„Wir wollen Natur erlebbar machen“

Christian Tänzler, Pressesprecher der TMB Tourismus-Marketing Brandenburg GmbH, über Naturtourismus

taz: Wie viel Naturschutz ist gut für den Tourismus?

Christian Tänzler: Die Leute kommen vor allem wegen der Natur nach Brandenburg. Das bestätigen alle unsere Marktforschungsergebnisse.

Steht der Naturschutz nicht manchen touristischen Projekten im Weg?

Natürlich gibt es da Abstimmungsbedarf. Zum Beispiel beim Radweg Berlin–Kopenhagen, wo Teilstrecken vollkommen neu ausgebaut wurden, hat es Diskussionen gegeben um Streckenführung, um Belag. In so einem Fall müssen Kompromisse gefunden werden. Und das ist ja auch passiert.

Ist die Ausgrenzung des Menschen, wie sie etwa in Nationalparks stattfindet, nicht schädlich für eine Urlaubsregion?

Es geht hier ja um riesige Flächen, mehr als 30 Prozent der Fläche in Brandenburg sind Schutzgebiete. Ich halte es von daher für unproblematisch, wenn der Zugang zu einzelnen Teilflächen eingeschränkt wird.
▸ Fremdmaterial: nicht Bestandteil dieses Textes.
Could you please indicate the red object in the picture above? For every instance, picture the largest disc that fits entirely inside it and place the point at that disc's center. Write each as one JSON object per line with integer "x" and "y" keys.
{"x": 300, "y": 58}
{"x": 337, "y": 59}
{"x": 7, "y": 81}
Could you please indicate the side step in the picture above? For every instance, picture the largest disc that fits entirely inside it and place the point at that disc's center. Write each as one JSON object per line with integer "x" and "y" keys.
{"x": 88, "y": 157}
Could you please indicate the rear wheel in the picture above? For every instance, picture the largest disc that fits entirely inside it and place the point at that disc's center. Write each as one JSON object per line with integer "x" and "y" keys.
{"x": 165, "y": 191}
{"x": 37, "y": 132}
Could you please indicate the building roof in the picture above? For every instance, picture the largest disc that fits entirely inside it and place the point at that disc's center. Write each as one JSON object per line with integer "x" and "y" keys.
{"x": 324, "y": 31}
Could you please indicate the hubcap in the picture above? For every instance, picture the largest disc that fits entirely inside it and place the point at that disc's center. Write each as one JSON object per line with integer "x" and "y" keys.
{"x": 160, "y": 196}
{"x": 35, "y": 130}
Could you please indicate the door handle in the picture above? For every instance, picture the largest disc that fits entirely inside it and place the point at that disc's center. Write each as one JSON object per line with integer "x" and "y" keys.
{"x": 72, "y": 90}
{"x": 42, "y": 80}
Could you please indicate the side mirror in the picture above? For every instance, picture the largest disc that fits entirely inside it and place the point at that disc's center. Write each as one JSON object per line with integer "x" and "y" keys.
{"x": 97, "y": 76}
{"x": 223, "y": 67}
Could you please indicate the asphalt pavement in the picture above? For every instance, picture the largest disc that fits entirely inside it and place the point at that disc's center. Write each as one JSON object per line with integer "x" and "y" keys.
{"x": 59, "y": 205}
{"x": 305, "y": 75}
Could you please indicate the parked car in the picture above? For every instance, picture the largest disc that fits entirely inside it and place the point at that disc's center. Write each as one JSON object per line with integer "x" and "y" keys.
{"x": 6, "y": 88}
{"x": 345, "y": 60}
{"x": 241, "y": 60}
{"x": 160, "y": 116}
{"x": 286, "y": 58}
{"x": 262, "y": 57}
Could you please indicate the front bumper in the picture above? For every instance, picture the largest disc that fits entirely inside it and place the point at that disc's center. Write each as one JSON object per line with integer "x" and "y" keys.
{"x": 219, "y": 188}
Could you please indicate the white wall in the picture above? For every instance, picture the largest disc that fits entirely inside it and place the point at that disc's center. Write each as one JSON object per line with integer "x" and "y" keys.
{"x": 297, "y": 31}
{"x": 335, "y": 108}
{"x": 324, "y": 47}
Dafür sollte der Zugang zu anderen Flächen gut aufbereitet sein. Da muss man einfach ein Gleichgewicht finden.

Haben Sie für Ferien in der Natur eine Strategie entwickelt?

2002 gab es das Jahr des Ökotourismus. Das war unter anderem der Startschuss dafür, die Vernetzung von Naturschutz und Tourismus auszubauen. Ausdruck hat das Ganze gefunden in einer Broschüre, in der ganz konkret Angebote zum Thema Naturerlebnis gemacht wurden. geführte Touren etwa mit einem Ranger durch den Nationalpark Unteres Odertal. Diese Angebote gibt es nach wie vor.

Wie reagiert die Landbevölkerung darauf?

Da hängen ja Arbeitsplätze dran, und da Tourismus oft ein positiver Imagefaktor für das Land ist, wird das tendenziell ganz wohlwollend betrachtet.

Wie wollen Sie diejenigen Menschen anziehen, die sonst nicht mit der Natur in Berührung kommen?

Es gibt die Chance, Natur erlebbar zu machen mit einer Mischung aus Lernen, Aktivität und Unterhaltung. Manche Menschen haben ja Angst in der Natur. Zum Beispiel wenn sie aus der Stadt kommen und es nicht mehr gewöhnt sind, sich im Wald frei zu bewegen. Da sind geführte Touren ideal. Gerade Kinder und Familien sollten wieder einen Zugang zur Natur bekommen. Da ist auch das Thema Umweltbildung ganz wichtig, etwa Kindern zu erklären, woher die Milch kommt. Im Schlaubetal gibt es zum Beispiel eine Waldschule. Da sitzt der Förster mit den Kindern auf Baumstämmen und erklärt denen den Wald. Das ist eine Supersache.

Früher sind die Leute nach Kanada oder Norwegen gefahren auf der Suche nach ursprünglicher Natur und Einsamkeit. Heute kann man das auch in Deutschland oder Polen finden.

Ja, wir besitzen durch unsere dünn besiedelten und weitgehend naturbelassenen Landschaften eine enormes Potenzial. Und wenn man interessante Angebote schafft, sodass die Menschen aktiv die Natur kennen lernen und genießen können, dann haben wir gute Chancen auch im internationalen Wettbewerb.